India's Prime Minister Narendra Modi (L) shakes hands with Japan's former Prime Minister Shinzo Abe during a bilateral meeting ahead of the Group of 20 (G20) summit in Osaka on June 27, 2019.
India's Prime Minister Narendra Modi (L) shakes hands with Japan's former Prime Minister Shinzo Abe during a bilateral meeting ahead of the Group of 20 (G20) summit in Osaka on June 27, 2019.
Photo by Kiyoshi Ota / POOL / AFP

Japan and India have traditionally been allies. But its foothold in India became firmer after former Prime Minister Indira Gandhi brought in Suzuki to bail out her son’s non-starter Maruti.

The success of this venture made it Suzuki’s biggest profit centre worldwide. Along with it came auto-ancillary manufacturers, and other automobile players. Then came a host of companies – ranging from chemicals, pharmaceuticals, telecom, power and construction. It is now planning to set up high-speed trains in India.

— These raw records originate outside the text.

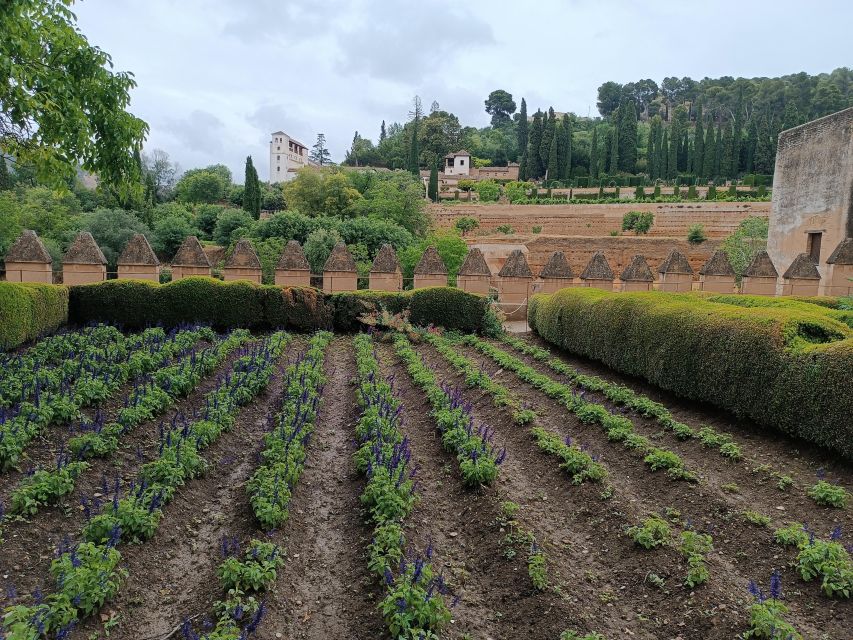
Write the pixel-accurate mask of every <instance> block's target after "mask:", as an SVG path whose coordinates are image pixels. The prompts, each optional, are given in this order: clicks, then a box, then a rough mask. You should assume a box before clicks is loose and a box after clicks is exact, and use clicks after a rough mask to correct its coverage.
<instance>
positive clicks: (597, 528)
mask: <svg viewBox="0 0 853 640" xmlns="http://www.w3.org/2000/svg"><path fill="white" fill-rule="evenodd" d="M416 348H417V350H418V352H419V353H420V354H421V355H422V356H423V357H424V359H425V360H426V362H427V364H428V365H429V366H430V367H432V368H433V369H434V370H435V371H436V373H437V375H438V376H439V378H440V379H442V380H444V381H446V382H447V383H449V384H451V385H455V386H458V387H459V388H461V389H463V397H464V398H465V399H466V400H467V401H469V402H470V403H471V404H472V409H473V415H474V418H475V424H477V425H479V424H481V423H485V424H487V425H489V426H490V427H492V428H495V429H496V430H497V433H496V436H495V437H496V438H497V440H498V441H499V442H500V443H501V444H503V445H505V446H506V451H507V453H506V460H504V462H503V464H502V465H501V468H500V473H499V475H498V480H497V487H498V488H499V490H500V491H501V493H502V494H504V495H505V496H506V497H507V498H508V499H510V500H513V501H515V502H517V503H519V504H520V505H521V512H522V513H523V514H525V516H526V518H527V521H528V522H530V523H531V525H532V526H531V528H533V529H534V530H535V532H536V534H537V537H538V543H539V544H540V545H541V546H542V547H543V548H544V549H545V553H546V556H547V558H548V566H549V579H550V581H551V583H552V584H554V585H558V586H559V587H560V590H561V592H562V594H563V596H564V598H565V602H566V605H567V613H566V614H565V615H566V618H565V619H563V620H561V621H559V622H560V624H563V628H569V627H571V626H572V623H573V622H574V621H576V620H581V621H583V622H582V623H581V624H580V625H579V626H586V627H587V628H588V630H590V631H598V632H599V633H602V634H603V635H604V636H605V637H607V638H620V637H629V636H630V637H635V638H648V639H652V638H656V637H658V636H657V634H658V633H659V632H660V629H661V628H663V627H660V626H656V625H655V622H646V623H644V622H642V621H640V620H639V619H638V616H637V614H638V613H645V614H646V615H652V614H653V613H654V612H665V611H667V610H668V609H669V605H668V604H667V601H666V598H665V597H664V595H663V593H662V592H661V591H657V590H652V589H648V590H646V589H643V581H644V579H645V576H646V574H647V573H648V572H649V571H650V570H654V569H651V568H650V563H649V559H648V558H647V557H646V556H643V555H642V554H641V553H639V552H636V551H635V550H634V549H633V548H632V546H631V543H630V541H626V540H625V539H623V538H621V537H620V534H621V532H622V529H623V527H625V526H627V525H629V524H633V523H632V522H631V521H630V520H629V518H627V517H626V515H625V514H624V513H622V512H620V511H618V510H616V509H615V508H613V507H612V506H611V504H609V503H607V502H603V501H602V500H601V498H600V493H601V491H602V489H603V486H602V485H601V484H598V483H593V482H587V483H584V484H583V485H581V486H574V485H572V483H571V479H570V478H569V477H567V476H566V475H565V473H563V472H562V471H561V470H560V469H559V467H558V464H557V461H556V459H555V458H553V457H551V456H547V455H545V454H544V453H542V452H541V451H540V450H539V449H538V447H537V446H536V444H535V442H534V441H533V439H532V437H531V435H530V433H529V430H528V429H527V427H521V426H518V425H516V424H515V423H514V422H513V420H512V419H511V416H510V414H509V413H508V412H505V411H503V410H501V409H499V408H497V407H495V406H494V404H493V402H492V397H491V396H490V395H488V394H487V393H485V392H484V391H482V390H481V389H479V388H467V387H466V385H465V381H464V379H463V377H462V376H461V375H459V374H457V373H456V372H455V371H454V370H453V369H452V367H451V366H450V365H449V364H448V363H447V362H446V361H445V360H444V358H443V357H442V356H441V355H440V354H439V353H437V352H436V351H435V349H434V348H433V347H431V346H430V345H428V344H419V345H417V346H416ZM541 424H542V425H543V426H546V427H548V428H549V429H551V430H555V429H554V428H553V427H554V424H551V423H545V422H542V423H541ZM593 452H596V450H595V449H594V450H593ZM677 561H678V559H677V554H676V553H674V552H672V553H669V552H666V551H664V553H661V554H658V555H656V557H655V560H654V562H656V563H657V566H656V569H657V570H658V571H660V572H664V569H665V568H666V567H669V570H670V571H673V572H674V571H675V570H676V564H677ZM569 616H570V617H569ZM555 622H557V621H555ZM558 626H560V625H559V624H555V625H554V627H555V628H556V627H558ZM534 637H543V638H544V637H554V634H551V635H550V636H547V635H545V634H541V632H540V631H539V630H538V629H537V631H536V635H535V636H534ZM556 637H559V632H558V633H557V635H556Z"/></svg>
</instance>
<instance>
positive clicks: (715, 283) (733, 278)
mask: <svg viewBox="0 0 853 640" xmlns="http://www.w3.org/2000/svg"><path fill="white" fill-rule="evenodd" d="M699 290H700V291H708V292H711V293H736V290H735V277H734V276H704V275H701V276H699Z"/></svg>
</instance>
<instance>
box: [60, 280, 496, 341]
mask: <svg viewBox="0 0 853 640" xmlns="http://www.w3.org/2000/svg"><path fill="white" fill-rule="evenodd" d="M380 308H384V309H387V310H388V311H390V312H392V313H400V312H402V311H406V310H409V311H410V313H411V316H410V317H411V320H412V322H414V323H415V324H423V325H428V324H436V325H441V326H444V327H447V328H449V329H458V330H460V331H466V332H471V331H478V330H480V329H482V327H483V322H484V320H485V317H486V312H487V310H488V308H489V303H488V300H487V299H486V298H484V297H483V296H478V295H474V294H470V293H465V292H464V291H462V290H460V289H455V288H451V287H435V288H427V289H417V290H415V291H405V292H400V293H396V292H383V291H358V292H346V293H336V294H331V295H326V294H323V293H322V292H321V291H318V290H317V289H313V288H302V287H276V286H269V285H256V284H253V283H250V282H246V281H237V282H222V281H220V280H216V279H214V278H205V277H193V278H183V279H181V280H178V281H176V282H171V283H169V284H165V285H160V284H156V283H153V282H146V281H142V280H108V281H106V282H100V283H97V284H86V285H80V286H76V287H71V304H70V314H69V320H70V322H72V323H74V324H86V323H89V322H110V323H114V324H119V325H121V326H123V327H126V328H128V329H137V328H141V327H145V326H150V325H155V324H162V325H164V326H167V327H173V326H176V325H179V324H181V323H186V322H202V323H205V324H210V325H211V326H213V327H216V328H218V329H230V328H235V327H244V328H247V329H266V328H281V327H286V328H290V329H296V330H303V331H309V330H313V329H336V330H338V331H354V330H358V329H360V328H362V324H361V322H360V321H359V317H360V316H361V315H362V314H365V313H370V312H371V311H375V310H378V309H380Z"/></svg>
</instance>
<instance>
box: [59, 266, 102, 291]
mask: <svg viewBox="0 0 853 640" xmlns="http://www.w3.org/2000/svg"><path fill="white" fill-rule="evenodd" d="M106 279H107V267H106V265H102V264H64V265H62V284H64V285H66V286H69V287H73V286H74V285H77V284H90V283H92V282H103V281H104V280H106Z"/></svg>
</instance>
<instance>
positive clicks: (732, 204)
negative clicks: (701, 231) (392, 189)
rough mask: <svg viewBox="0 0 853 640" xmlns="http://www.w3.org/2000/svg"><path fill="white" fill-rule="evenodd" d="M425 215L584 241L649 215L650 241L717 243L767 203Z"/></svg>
mask: <svg viewBox="0 0 853 640" xmlns="http://www.w3.org/2000/svg"><path fill="white" fill-rule="evenodd" d="M460 196H461V194H460ZM427 211H428V213H429V214H430V217H431V218H432V220H433V222H434V224H435V226H437V227H440V228H445V229H446V228H450V227H452V226H453V224H454V223H455V222H456V220H457V219H458V218H460V217H462V216H470V217H473V218H476V219H477V221H478V222H479V223H480V227H479V229H478V232H483V231H486V232H488V231H494V230H495V229H497V227H498V226H500V225H506V224H508V225H510V226H511V227H512V228H513V229H515V231H516V232H518V233H530V232H531V231H532V230H533V227H537V226H538V227H542V231H541V233H543V234H549V235H563V236H586V237H604V236H609V235H610V233H611V232H613V231H617V232H620V233H621V230H622V217H623V216H624V215H625V214H626V213H628V212H629V211H649V212H651V213H653V214H654V216H655V222H654V225H653V226H652V228H651V230H650V231H649V234H648V235H649V236H650V237H667V238H686V237H687V232H688V230H689V229H690V227H691V226H692V225H694V224H701V225H702V226H704V228H705V235H706V236H707V237H708V238H711V239H721V238H725V237H726V236H728V235H731V233H732V232H733V231H734V230H735V229H736V228H737V226H738V224H740V222H741V221H742V220H744V219H745V218H747V217H749V216H751V215H752V216H763V217H768V216H769V215H770V203H769V202H704V201H697V202H682V203H669V202H667V203H663V202H657V203H626V204H621V203H616V204H566V205H558V204H555V205H510V204H469V203H467V202H462V203H460V202H457V201H455V200H454V201H445V202H441V203H438V204H430V205H428V207H427ZM837 244H838V243H837V242H836V245H837ZM832 248H833V249H834V248H835V247H832ZM831 250H832V249H830V251H831Z"/></svg>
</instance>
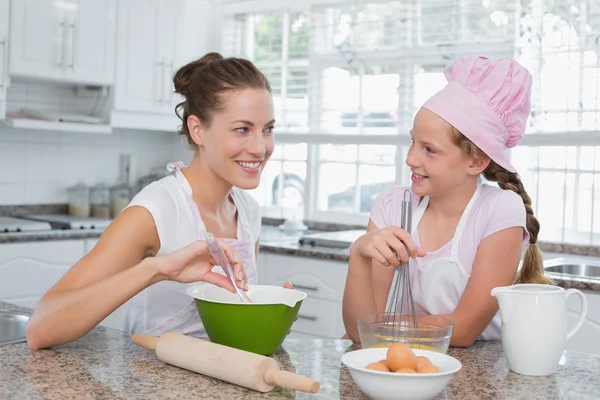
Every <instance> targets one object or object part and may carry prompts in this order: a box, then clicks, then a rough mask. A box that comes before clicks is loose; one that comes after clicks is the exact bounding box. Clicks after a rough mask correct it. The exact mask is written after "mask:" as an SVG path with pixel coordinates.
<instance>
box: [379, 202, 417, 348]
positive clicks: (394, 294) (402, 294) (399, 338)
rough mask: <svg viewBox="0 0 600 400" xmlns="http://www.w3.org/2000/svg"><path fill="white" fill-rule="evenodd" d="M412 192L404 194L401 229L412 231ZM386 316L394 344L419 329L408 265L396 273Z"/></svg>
mask: <svg viewBox="0 0 600 400" xmlns="http://www.w3.org/2000/svg"><path fill="white" fill-rule="evenodd" d="M410 196H411V194H410V191H409V190H406V191H405V192H404V199H403V200H402V217H401V228H402V229H403V230H405V231H406V232H409V233H410V232H411V231H412V202H411V199H410ZM385 312H386V316H385V319H386V321H385V332H386V336H387V337H391V338H390V339H392V340H393V341H394V342H406V341H407V340H408V339H410V338H411V337H412V334H413V332H415V330H414V329H415V328H417V313H416V310H415V303H414V302H413V297H412V291H411V288H410V272H409V269H408V263H403V264H400V265H399V266H397V267H396V270H395V271H394V279H393V281H392V286H391V288H390V293H389V295H388V300H387V304H386V309H385Z"/></svg>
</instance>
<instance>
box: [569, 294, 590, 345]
mask: <svg viewBox="0 0 600 400" xmlns="http://www.w3.org/2000/svg"><path fill="white" fill-rule="evenodd" d="M572 294H576V295H577V296H579V298H580V299H581V313H580V314H579V319H578V320H577V323H576V324H575V326H574V327H573V328H571V330H570V331H568V332H567V340H569V339H570V338H571V336H573V335H574V334H575V332H577V331H578V330H579V328H581V325H583V321H585V317H586V316H587V298H586V297H585V294H583V292H581V291H580V290H577V289H568V290H567V291H565V302H566V301H567V298H568V297H569V296H570V295H572Z"/></svg>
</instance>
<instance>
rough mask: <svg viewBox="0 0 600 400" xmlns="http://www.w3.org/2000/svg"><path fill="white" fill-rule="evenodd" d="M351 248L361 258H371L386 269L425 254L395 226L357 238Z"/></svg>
mask: <svg viewBox="0 0 600 400" xmlns="http://www.w3.org/2000/svg"><path fill="white" fill-rule="evenodd" d="M353 247H355V249H356V250H357V251H358V252H359V254H361V255H362V256H364V257H368V258H372V259H374V260H375V261H377V262H379V263H381V264H382V265H384V266H386V267H396V266H398V265H400V264H401V263H406V262H408V259H409V258H410V257H423V256H425V254H427V253H426V252H425V250H423V249H422V248H420V247H418V246H417V245H416V244H415V242H414V241H413V239H412V236H411V235H410V234H409V233H408V232H406V231H405V230H403V229H401V228H398V227H396V226H388V227H387V228H385V229H375V230H372V231H370V232H368V233H366V234H364V235H362V236H361V237H359V238H358V239H357V240H356V242H354V244H353Z"/></svg>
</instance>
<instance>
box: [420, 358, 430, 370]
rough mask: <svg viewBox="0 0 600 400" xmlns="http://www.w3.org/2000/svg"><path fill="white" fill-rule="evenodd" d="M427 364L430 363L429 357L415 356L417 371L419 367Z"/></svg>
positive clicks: (427, 364) (420, 367)
mask: <svg viewBox="0 0 600 400" xmlns="http://www.w3.org/2000/svg"><path fill="white" fill-rule="evenodd" d="M429 365H432V364H431V361H430V360H429V358H427V357H425V356H417V371H418V370H420V369H421V368H423V367H427V366H429Z"/></svg>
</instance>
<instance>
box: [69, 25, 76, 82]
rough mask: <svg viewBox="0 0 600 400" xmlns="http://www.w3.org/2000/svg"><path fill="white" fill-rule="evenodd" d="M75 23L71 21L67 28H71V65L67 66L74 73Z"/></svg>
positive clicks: (74, 64) (74, 56)
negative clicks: (69, 67)
mask: <svg viewBox="0 0 600 400" xmlns="http://www.w3.org/2000/svg"><path fill="white" fill-rule="evenodd" d="M76 24H77V22H76V21H73V23H72V24H70V25H69V26H70V27H71V32H72V33H71V65H69V67H71V69H72V70H73V71H74V70H75V57H76V52H77V46H75V40H76V35H75V32H76V29H77V26H76Z"/></svg>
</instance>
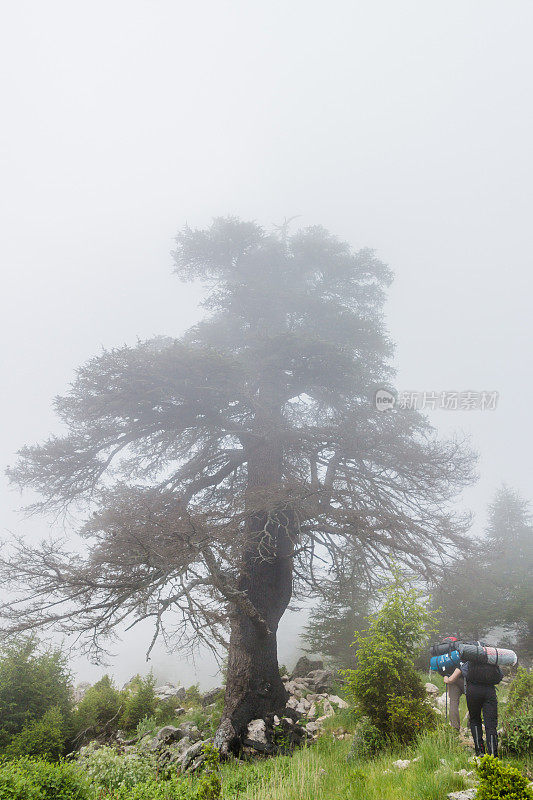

Japan-India relations got the attention of Indian population when Japan offered to finance India for all its mega projects – the dedicated freight corridor (DFC), the Delhi Mumbai Industrial Corridor (DMIC) and the bullet train network.

But that does not ensure that everything is great for Japanese investors and firms in India. To understand the challenges in the Indian market for investments, The Free Press Journal-SIES in association with Invest India is organising ‘Financing India’ webinar series. Japan is the focus country for the upcoming panel discussion.

The panellists for the session are (in alphabetical order): Yadvinder Singh Guleria, Director – Sales & Marketing, HMSI; Harjot Singh Narang, President, Dentsu One; and Sanjay Panda, Managing Director, IJ Kakehashi Services. The session, which will be moderated by R N Bhaskar, Consulting Editor, Free Press Journal, will be held on November 5 at 3 pm. The opening remarks will be delivered by Vaneeta Raney, head of BMM, SIES.

Click here to register.

For the past decade, India is the largest recipient of Japanese funds. During April 2000- June 2020, in terms of cumulative inflows, India attracted USD 33.9 billion from Japan. During this period, Japan was the fourth largest source of FDI in India. FDI has gone into sectors like automobile, electrical equipment, telecommunications, chemical, financial (insurance) and pharmaceutical sectors in India.

While India turns to Japan for investment and technology, Japan looks at India as it is a growing market offering better rates of interests and human resources. According to MEA data, Japan’s bilateral trade with India totalled USD 17.63 billion in FY 2018-19.

There are around 1,441 Japanese companies in India as per the 2018 joint survey by the Embassy of Japan in India and the Japan External Trade Organization (JETRO).